Power Strings

Time Limit : 6000/3000ms (Java/Other)   Memory Limit : 131072/65536K (Java/Other)

Total Submission(s) : 70   Accepted Submission(s) : 27

Problem Description Given two strings a and b we define a*b to be their concatenation. For example, if a = "abc" and b = "def" then a*b = "abcdef". If we think of concatenation as multiplication, exponentiation by a non-negative integer is defined in the normal way: a^0 = "" (the empty string) and a^(n+1) = a*(a^n).
Input Each test case is a line of input representing s, a string of printable characters. The length of s will be at least 1 and will not exceed 1 million characters. A line containing a period follows the last test case.
Output For each s you should print the largest n such that s = a^n for some string a.
Sample Input abcd aaaa ababab .
Sample Output 1 4 3

題意：給一個字串S長度不超過10^6，求最大的n使得S由n個相同的字串a連線而成，如："ababab"則由n=3個"ab"連線而成，"aaaa"由n=4個"a"連線而成，"abcd"則由n=1個"abcd"連線而成。

定理：假設S的長度為len，則S存在迴圈子串，當且僅當，len可以被len - next[len]整除，最短迴圈子串為S[len - next[len]]

例子證明：
設S=q₁

q₂q₃q₄q₅q₆q₇q₈，並設next[8] = 6，此時str = S[len - next[len]] = q₁q₂，由字串特徵向量next的定義可知，q₁q₂q₃q₄q₅q₆ = q₃q₄q₅q₆q₇q₈，即有q₁q₂＝q₃q₄，q₃q₄＝q₅q₆，q₅q₆＝q₇q₈，即q₁q₂為迴圈子串，且易知為最短迴圈子串。由以上過程可知，若len可以被len - next[len]整除，則S存在迴圈子串，否則不存在。
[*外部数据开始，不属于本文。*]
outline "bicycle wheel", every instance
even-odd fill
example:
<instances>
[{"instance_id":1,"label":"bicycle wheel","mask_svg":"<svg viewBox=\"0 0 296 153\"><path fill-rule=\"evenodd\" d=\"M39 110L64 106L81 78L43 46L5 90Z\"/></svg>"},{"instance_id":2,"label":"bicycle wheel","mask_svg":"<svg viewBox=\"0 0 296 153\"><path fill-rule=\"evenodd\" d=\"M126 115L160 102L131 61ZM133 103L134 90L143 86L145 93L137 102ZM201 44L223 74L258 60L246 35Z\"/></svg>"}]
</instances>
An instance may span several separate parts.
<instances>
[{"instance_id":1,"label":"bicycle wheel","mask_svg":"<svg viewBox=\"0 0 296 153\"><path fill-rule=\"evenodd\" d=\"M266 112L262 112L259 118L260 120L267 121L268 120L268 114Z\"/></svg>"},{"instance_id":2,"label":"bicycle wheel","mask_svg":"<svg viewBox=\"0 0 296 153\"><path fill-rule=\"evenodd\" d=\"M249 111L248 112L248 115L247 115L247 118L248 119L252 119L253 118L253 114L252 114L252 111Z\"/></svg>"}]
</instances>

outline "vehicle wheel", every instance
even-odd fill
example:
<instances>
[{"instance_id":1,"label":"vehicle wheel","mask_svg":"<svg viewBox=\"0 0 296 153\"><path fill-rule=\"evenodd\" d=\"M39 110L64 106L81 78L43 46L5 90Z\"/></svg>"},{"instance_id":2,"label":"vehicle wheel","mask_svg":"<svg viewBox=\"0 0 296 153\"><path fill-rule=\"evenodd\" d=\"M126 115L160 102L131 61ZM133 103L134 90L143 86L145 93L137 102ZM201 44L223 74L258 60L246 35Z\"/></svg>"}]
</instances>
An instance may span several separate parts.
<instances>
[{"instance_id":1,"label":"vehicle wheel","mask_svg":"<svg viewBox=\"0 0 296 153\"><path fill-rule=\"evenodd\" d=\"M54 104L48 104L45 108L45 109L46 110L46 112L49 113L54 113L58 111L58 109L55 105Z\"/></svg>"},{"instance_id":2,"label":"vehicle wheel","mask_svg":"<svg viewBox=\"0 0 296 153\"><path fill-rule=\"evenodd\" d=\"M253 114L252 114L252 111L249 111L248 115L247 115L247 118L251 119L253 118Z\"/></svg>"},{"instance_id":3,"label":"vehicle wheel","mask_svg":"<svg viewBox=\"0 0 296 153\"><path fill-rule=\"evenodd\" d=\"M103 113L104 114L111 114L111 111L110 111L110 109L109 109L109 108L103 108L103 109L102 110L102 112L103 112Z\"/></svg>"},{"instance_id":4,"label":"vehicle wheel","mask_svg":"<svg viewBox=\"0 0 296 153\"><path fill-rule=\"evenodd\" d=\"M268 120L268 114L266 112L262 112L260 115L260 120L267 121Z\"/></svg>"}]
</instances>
解法：利用KMP演算法，求字串的特徵向量next，若len可以被len - next[len]整除，則最大迴圈次數n為len/(len - next[len])，否則為1。

這個是我在一篇部落格上看到的。。。不懂為什麼。。。。如果有大神知道。。。望不吝賜教！！！

AC-code:

#include<cstdio>
#include<cstring>
const int N=1001000;
char str[N];
int p[N],len;
void getp()
{
	int i=0,j=-1;
	p[i]=j;
	while(i<len)
	{
		if(j==-1||str[i]==str[j])
		{
			i++,j++;
			if(str[i]==str[j])
				p[i]=p[j];
			else
				p[i]=j;
		}
		else
			j=p[j];
	}
}
int main()
{
	while(scanf("%s",str))
	{
		if(!strcmp(str,"."))
			break;
		len=strlen(str);
		getp();
		if(len%(len-p[len])==0)
			printf("%d\n",len/(len-p[len]));
		else
			printf("1\n");
	}
	return 0;
}